- Born: 1943 (age 81–82)
- Occupations: Journalist; Royal Correspondent; Public relations spokesman;
- Employers: BBC (1968–1988); Harrods (1988–1998);

= Michael Cole (public relations) =

BBC journalist

Michael Dexter Cole (born March 1943) is a former BBC television journalist and royal correspondent. After leaving the BBC, he worked as director of public affairs for Harrods, and as the spokesman for its owner Mohamed Al Fayed.

==Journalism==
Cole began his career in newspapers, before moving to television. After a period with the local news programme for Anglia Television, he worked on the BBC's Look East from the beginning of 1969. In 1973 he was one of three correspondents sent by the BBC to cover the Yom Kippur War from the Israeli side, his first assignment after becoming permanently based in London following brief periods in Northern Ireland. The reforms brought about by then BBC director-general Hugh Greene benefited news coverage according to Cole, but were accompanied by heavy drug use in some BBC departments.

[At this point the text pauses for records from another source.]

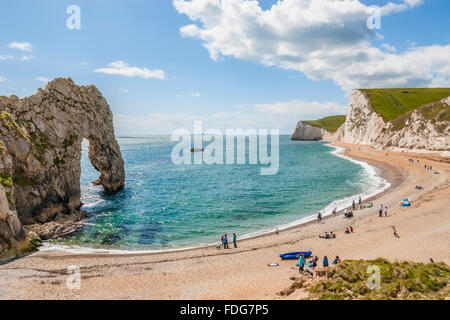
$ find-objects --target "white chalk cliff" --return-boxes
[336,90,450,153]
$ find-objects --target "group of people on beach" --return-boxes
[298,254,341,276]
[219,233,237,249]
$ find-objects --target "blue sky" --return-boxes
[1,0,449,134]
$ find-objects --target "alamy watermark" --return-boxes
[367,5,381,30]
[171,121,279,175]
[66,265,81,290]
[66,5,81,30]
[366,265,381,290]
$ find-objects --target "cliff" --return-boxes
[337,90,450,153]
[0,78,125,259]
[291,115,346,141]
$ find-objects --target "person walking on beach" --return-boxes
[298,254,305,273]
[323,256,329,267]
[317,211,322,223]
[352,200,356,210]
[223,234,229,249]
[384,206,388,217]
[379,204,383,217]
[220,234,224,248]
[233,233,237,248]
[359,196,362,210]
[332,207,337,216]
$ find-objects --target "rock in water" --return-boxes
[0,78,125,259]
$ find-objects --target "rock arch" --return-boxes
[0,78,125,258]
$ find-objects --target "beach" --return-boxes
[0,143,449,300]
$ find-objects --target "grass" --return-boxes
[0,172,12,187]
[282,259,450,300]
[304,115,346,133]
[361,88,450,122]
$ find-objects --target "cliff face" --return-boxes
[0,78,125,259]
[291,121,324,141]
[337,90,450,153]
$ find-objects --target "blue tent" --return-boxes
[400,198,411,207]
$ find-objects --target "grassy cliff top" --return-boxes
[304,115,346,133]
[361,88,450,122]
[280,259,450,300]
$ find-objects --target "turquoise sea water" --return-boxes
[54,136,386,251]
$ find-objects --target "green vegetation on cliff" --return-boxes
[361,88,450,122]
[304,115,346,133]
[282,259,450,300]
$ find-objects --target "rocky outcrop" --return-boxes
[0,78,125,259]
[337,90,450,153]
[291,122,336,141]
[291,121,325,141]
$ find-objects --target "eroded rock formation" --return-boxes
[0,78,125,259]
[291,121,333,141]
[336,90,450,153]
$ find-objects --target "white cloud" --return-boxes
[0,54,14,60]
[113,99,347,135]
[94,61,166,79]
[36,76,50,83]
[8,41,33,52]
[173,0,448,91]
[119,88,129,94]
[0,76,7,82]
[190,92,202,97]
[381,43,397,53]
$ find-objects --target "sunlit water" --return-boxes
[52,136,388,251]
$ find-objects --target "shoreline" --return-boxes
[39,141,392,256]
[1,142,449,299]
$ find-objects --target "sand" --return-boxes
[0,143,449,300]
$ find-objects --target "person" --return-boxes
[331,231,336,238]
[223,234,229,249]
[323,256,329,267]
[345,227,350,234]
[332,256,341,265]
[308,256,318,268]
[320,232,330,239]
[220,234,224,248]
[352,200,356,210]
[384,206,388,217]
[298,254,305,273]
[233,233,237,248]
[350,226,354,233]
[379,204,383,217]
[317,211,322,223]
[344,208,349,217]
[332,207,337,216]
[392,226,400,238]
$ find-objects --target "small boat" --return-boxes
[279,251,312,260]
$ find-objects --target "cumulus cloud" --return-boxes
[8,41,33,52]
[0,76,7,82]
[173,0,448,91]
[113,99,347,135]
[36,76,50,83]
[94,61,166,79]
[190,92,202,97]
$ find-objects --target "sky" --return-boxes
[0,0,449,135]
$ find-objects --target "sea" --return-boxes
[46,135,389,253]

Cole covered Margaret Thatcher's career following her election as Conservative Party leader in 1975, told her on camera that Airey Neave MP had been assassinated in 1979, and was on hand at the rescue of Norman Tebbit after the Brighton's Grand Hotel was bombed by the IRA in 1984.

===Royal Correspondent===

Cole served as a BBC Royal Correspondent. In 1987, Cole inadvertently revealed to a press correspondents' lunch some of that year's forthcoming Queen's Christmas message, apparently her reference to the Enniskillen bombing on Remembrance Day. According to Cole, he immediately told his employer what had happened, and found the "Cole the Mole" headlines which followed inappropriate. Cole's friend and fellow royal reporter James Whitaker, later said that Cole had spoken only in general terms and did not convey anything which was secret. The BBC apologised to the Queen for the lapse. Cole was not dismissed and was moved to a media and arts remit, remaining with the corporation for another 10 months.

==Later career==
===Mohamed Al Fayed===
Cole first met Mohamed Al Fayed while working on a BBC programme about the Duke and Duchess of Windsor, The Uncrowned Jewels in 1987. He joined Harrods after leaving the BBC in 1988, telling journalist Nick Cohen days after the death of Diana, Princess of Wales that he loved Al Fayed like a father. However, Cole was also a victim of bugging because his boss did not trust many of his employees.

In 1997 Cole led negotiations to conclude a settlement to a libel action brought by Al Fayed against Vanity Fair. Al Fayed had sued the magazine following a 1995 article written by the U.K. editor Henry Porter which accused Al Fayed of racism, and covert surveillance of, and sexual misconduct against, Harrods' staff. The BBC returned to the allegations in 2024, following Al Fayed's death the previous year, in a documentary, Al-Fayed: Predator at Harrods which was broadcast on BBC Two. This led to reconsideration of the roles Cole, and other senior Harrods' staff, had played in allegedly enabling Al Fayed's sexual abuse.

Cole resigned from Harrods in 1998, taking early retirement at the age of 55. In 2008 he gave evidence to the inquest into the deaths in 1997 of Diana, Princess of Wales and Dodi Fayed, Mohamed Al Fayed's son.

===Lecturing; public relations company===

In 2012, he jointly delivered, with Vernon Bogdanor, a Commonwealth Parliamentary Association lecture, The Crown and the Commonwealth: An emblem of dominion or a symbol of free and voluntary association? at Westminster Hall, part of the Palace of Westminster.

He is the chair of Michael Cole & Company, his own public relations and broadcasting company. He has also written a column for the East Anglian Daily Times, and appeared in 1999 as a panellist on the BBC's satirical quiz, Have I Got News for You.